Speaking to ARA News, Zara Salih, a member of the Kurdish Yekiti Party in Syria, said that there is no difference between the Syrian opposition and the Baath-regime.
“To convince the Syrian opposition on Kurdish rights cannot be achieved, because they are the students of the Baathist and Arab nationalist culture,” he said. “They cannot change their mentality over the night.”
Salih pointed out that the KNC failed to recognize Kurdish rights at the 2011 Tunis Conference and at subsequent conferences in Geneva and Riyadh. “The Syrian opposition members keep showing a racist attitude towards the Kurds without much of a response from the KNC,” Salih told ARA News.

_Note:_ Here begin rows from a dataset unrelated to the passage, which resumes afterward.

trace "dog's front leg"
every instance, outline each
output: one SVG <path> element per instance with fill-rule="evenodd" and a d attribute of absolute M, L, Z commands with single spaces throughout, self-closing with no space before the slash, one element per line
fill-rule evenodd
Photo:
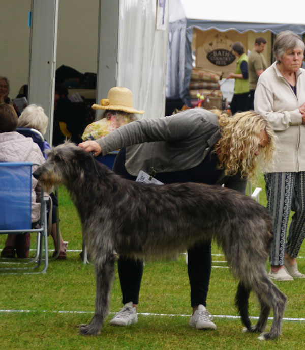
<path fill-rule="evenodd" d="M 109 258 L 101 263 L 95 264 L 97 279 L 97 293 L 95 313 L 88 325 L 81 325 L 80 333 L 83 335 L 96 335 L 101 333 L 101 329 L 108 313 L 110 294 L 114 277 L 114 261 Z"/>

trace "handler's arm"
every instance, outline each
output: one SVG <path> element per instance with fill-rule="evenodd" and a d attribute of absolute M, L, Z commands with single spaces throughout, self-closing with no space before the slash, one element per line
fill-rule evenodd
<path fill-rule="evenodd" d="M 79 147 L 96 155 L 102 155 L 123 147 L 143 143 L 162 141 L 176 141 L 189 137 L 194 127 L 184 113 L 180 115 L 142 119 L 121 126 L 96 141 L 85 141 Z"/>

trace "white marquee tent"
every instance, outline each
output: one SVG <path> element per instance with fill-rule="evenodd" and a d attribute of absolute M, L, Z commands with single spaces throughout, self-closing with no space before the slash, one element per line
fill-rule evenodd
<path fill-rule="evenodd" d="M 189 103 L 188 84 L 192 70 L 193 31 L 216 29 L 239 33 L 290 30 L 305 33 L 303 2 L 288 7 L 286 0 L 169 0 L 169 33 L 166 95 Z"/>

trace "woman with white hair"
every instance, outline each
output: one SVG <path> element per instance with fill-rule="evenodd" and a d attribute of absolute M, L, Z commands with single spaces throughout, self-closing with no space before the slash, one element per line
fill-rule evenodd
<path fill-rule="evenodd" d="M 279 281 L 305 278 L 296 258 L 305 238 L 305 70 L 304 42 L 290 31 L 281 32 L 273 45 L 277 60 L 259 77 L 254 109 L 277 136 L 273 172 L 265 174 L 274 239 L 269 276 Z M 290 210 L 295 212 L 286 241 Z"/>
<path fill-rule="evenodd" d="M 43 108 L 36 104 L 30 104 L 22 111 L 18 119 L 18 127 L 35 129 L 44 136 L 48 124 L 49 118 L 45 114 Z M 47 141 L 45 140 L 44 144 L 45 149 L 50 149 Z M 47 158 L 45 155 L 45 158 Z"/>
<path fill-rule="evenodd" d="M 22 111 L 18 121 L 18 127 L 35 129 L 44 136 L 47 130 L 48 123 L 49 118 L 45 114 L 43 108 L 36 104 L 30 104 Z M 50 149 L 50 145 L 47 141 L 45 140 L 45 149 Z M 47 155 L 46 155 L 45 154 L 44 156 L 46 159 Z M 53 199 L 54 199 L 54 197 L 52 198 Z M 58 203 L 56 203 L 56 205 L 58 205 Z M 53 208 L 52 210 L 51 235 L 54 241 L 54 246 L 56 249 L 57 247 L 57 230 L 55 212 L 55 208 Z M 58 258 L 60 259 L 66 259 L 66 251 L 67 251 L 68 242 L 65 242 L 63 240 L 61 233 L 60 233 L 59 239 L 60 241 L 60 251 Z M 57 252 L 55 250 L 53 253 L 53 256 L 55 256 Z"/>

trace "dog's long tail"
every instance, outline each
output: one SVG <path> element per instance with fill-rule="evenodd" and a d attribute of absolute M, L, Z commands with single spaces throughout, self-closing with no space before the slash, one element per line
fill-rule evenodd
<path fill-rule="evenodd" d="M 249 299 L 251 288 L 246 287 L 239 282 L 235 295 L 235 305 L 241 318 L 241 321 L 248 330 L 250 330 L 251 322 L 249 315 Z"/>

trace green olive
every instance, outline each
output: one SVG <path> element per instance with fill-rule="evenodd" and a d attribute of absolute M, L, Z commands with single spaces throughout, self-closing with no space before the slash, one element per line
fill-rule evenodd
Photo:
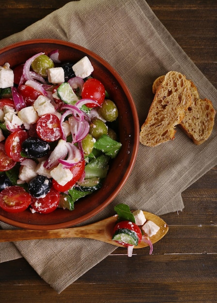
<path fill-rule="evenodd" d="M 93 149 L 94 142 L 93 136 L 88 134 L 86 137 L 81 141 L 83 150 L 85 156 L 88 156 L 92 152 Z"/>
<path fill-rule="evenodd" d="M 108 122 L 114 121 L 118 116 L 118 110 L 116 106 L 109 99 L 105 99 L 97 110 L 100 116 Z"/>
<path fill-rule="evenodd" d="M 111 138 L 111 139 L 117 140 L 117 134 L 111 128 L 108 128 L 108 136 Z"/>
<path fill-rule="evenodd" d="M 90 126 L 89 133 L 93 138 L 97 140 L 103 135 L 107 135 L 108 127 L 101 119 L 94 118 L 93 119 Z"/>
<path fill-rule="evenodd" d="M 53 60 L 46 55 L 40 55 L 32 61 L 31 66 L 34 72 L 43 77 L 46 77 L 47 69 L 54 67 L 54 63 Z"/>

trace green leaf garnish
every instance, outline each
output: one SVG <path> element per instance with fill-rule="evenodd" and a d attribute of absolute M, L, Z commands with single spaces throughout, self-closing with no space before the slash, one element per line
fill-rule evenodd
<path fill-rule="evenodd" d="M 115 158 L 118 153 L 122 144 L 107 135 L 103 135 L 94 144 L 97 150 L 102 151 L 107 156 Z"/>
<path fill-rule="evenodd" d="M 130 221 L 135 223 L 135 218 L 130 211 L 130 208 L 126 204 L 120 203 L 114 207 L 115 212 L 118 215 L 118 221 Z"/>

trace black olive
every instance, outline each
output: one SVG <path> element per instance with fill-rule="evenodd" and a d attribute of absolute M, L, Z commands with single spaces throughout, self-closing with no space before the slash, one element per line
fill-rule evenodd
<path fill-rule="evenodd" d="M 8 186 L 11 186 L 12 183 L 9 178 L 3 174 L 0 176 L 0 192 Z"/>
<path fill-rule="evenodd" d="M 35 177 L 28 184 L 30 194 L 35 198 L 46 195 L 50 191 L 51 187 L 51 180 L 42 175 Z"/>
<path fill-rule="evenodd" d="M 61 65 L 63 69 L 64 74 L 65 76 L 65 81 L 66 82 L 70 78 L 75 76 L 75 73 L 72 69 L 72 66 L 74 65 L 74 63 L 65 63 Z"/>
<path fill-rule="evenodd" d="M 28 138 L 22 144 L 22 150 L 30 158 L 42 158 L 48 152 L 47 142 L 39 138 Z"/>

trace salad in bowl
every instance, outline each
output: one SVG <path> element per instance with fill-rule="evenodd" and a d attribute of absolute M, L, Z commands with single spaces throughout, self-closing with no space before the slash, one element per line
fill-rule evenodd
<path fill-rule="evenodd" d="M 33 40 L 16 47 L 21 52 L 33 42 L 37 44 Z M 20 227 L 56 228 L 57 224 L 62 227 L 62 221 L 65 227 L 90 217 L 117 196 L 135 162 L 138 123 L 130 99 L 127 105 L 133 111 L 127 122 L 133 126 L 126 137 L 128 126 L 121 121 L 123 88 L 111 80 L 112 73 L 124 85 L 108 63 L 108 72 L 107 64 L 100 71 L 98 56 L 80 46 L 58 40 L 40 43 L 46 43 L 46 51 L 35 47 L 16 64 L 3 56 L 0 66 L 0 215 Z M 68 47 L 75 46 L 76 55 L 72 52 L 69 57 Z M 132 138 L 134 146 L 129 145 Z M 125 158 L 118 160 L 123 152 Z M 121 167 L 124 158 L 119 179 L 114 176 L 118 169 L 114 165 Z M 109 177 L 112 170 L 114 184 Z M 99 197 L 100 201 L 95 202 Z M 64 212 L 67 214 L 62 217 Z"/>

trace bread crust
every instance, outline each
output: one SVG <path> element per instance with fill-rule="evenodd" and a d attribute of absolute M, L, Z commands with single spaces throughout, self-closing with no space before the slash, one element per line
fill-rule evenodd
<path fill-rule="evenodd" d="M 155 80 L 152 86 L 153 93 L 156 93 L 165 79 L 165 76 L 163 75 Z M 200 145 L 206 141 L 212 133 L 216 111 L 210 100 L 200 98 L 197 87 L 193 81 L 191 80 L 186 81 L 189 83 L 191 104 L 185 111 L 179 126 L 194 144 Z"/>
<path fill-rule="evenodd" d="M 173 139 L 175 126 L 183 120 L 191 103 L 190 84 L 184 75 L 171 71 L 161 80 L 141 127 L 140 142 L 148 146 Z"/>

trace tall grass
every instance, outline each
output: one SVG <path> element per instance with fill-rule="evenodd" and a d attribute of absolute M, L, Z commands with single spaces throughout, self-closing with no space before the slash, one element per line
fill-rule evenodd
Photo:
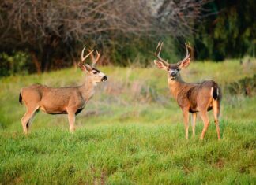
<path fill-rule="evenodd" d="M 73 135 L 66 115 L 40 113 L 31 134 L 24 136 L 20 119 L 25 108 L 19 105 L 18 94 L 35 83 L 56 87 L 81 84 L 80 70 L 0 79 L 0 183 L 255 183 L 256 98 L 232 96 L 226 89 L 232 82 L 252 76 L 254 61 L 195 62 L 183 72 L 186 81 L 213 79 L 220 84 L 220 142 L 214 124 L 199 142 L 200 118 L 196 138 L 185 139 L 182 113 L 171 98 L 164 72 L 100 69 L 108 81 L 99 85 L 77 117 Z"/>

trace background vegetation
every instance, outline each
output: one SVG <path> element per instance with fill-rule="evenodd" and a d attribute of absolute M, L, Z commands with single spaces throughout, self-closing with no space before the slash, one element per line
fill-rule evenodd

Therefore, the Kurdish politician suggested that it would be better for the KNC to withdraw from the Syrian opposition, and try to reach a deal with the Democratic Union Party (PYD). The PYD recently signed an agreement with Syria’s Tomorrow Movement led by Ahmed Jarba, the former head SNC, recognizing the Canton administrations.
“The announced autonomous administration in the areas of al-Jazeera, Kobane and Afrin in northern Syria are accepted and commitments are made to adhere to their laws and the decisions of the courts,” the agreement said.
According to Walid Shekho, a Syrian Kurdish politician, federalism could guarantee the rights of the Kurdish people and other minorities in Syria.
“I think federalism is a basic right. The best step to realize our right is to unite the Kurds and draw a road map solution for Rojava and the rest of Syria,” Shekho told ARA News. “Of course, with consultation with the US and EU.”
Michael Stephens, Research Fellow for Middle East Studies and Head of RUSI Qatar, told ARA News that unlike the Syrian opposition and PYD, the KNC’s aims are Kurdish nationalist in character.
“The KNC insistence on Kurdish rights and identity being explicitly stated made their position ultimately untenable with mainstream opposition positions,” Stephens said.
“The PYD has been more ecumenical in this regard, but the KNC has long insisted on ethnic national identity as being the main underpinning of their ideas which cannot be compatible with larger opposition goals,” he added. “To this end, it is not surprising that a split has opened up; their end goals were never the same. The KNC wants an autonomous Kurdish controlled entity. They’re very clear about it.”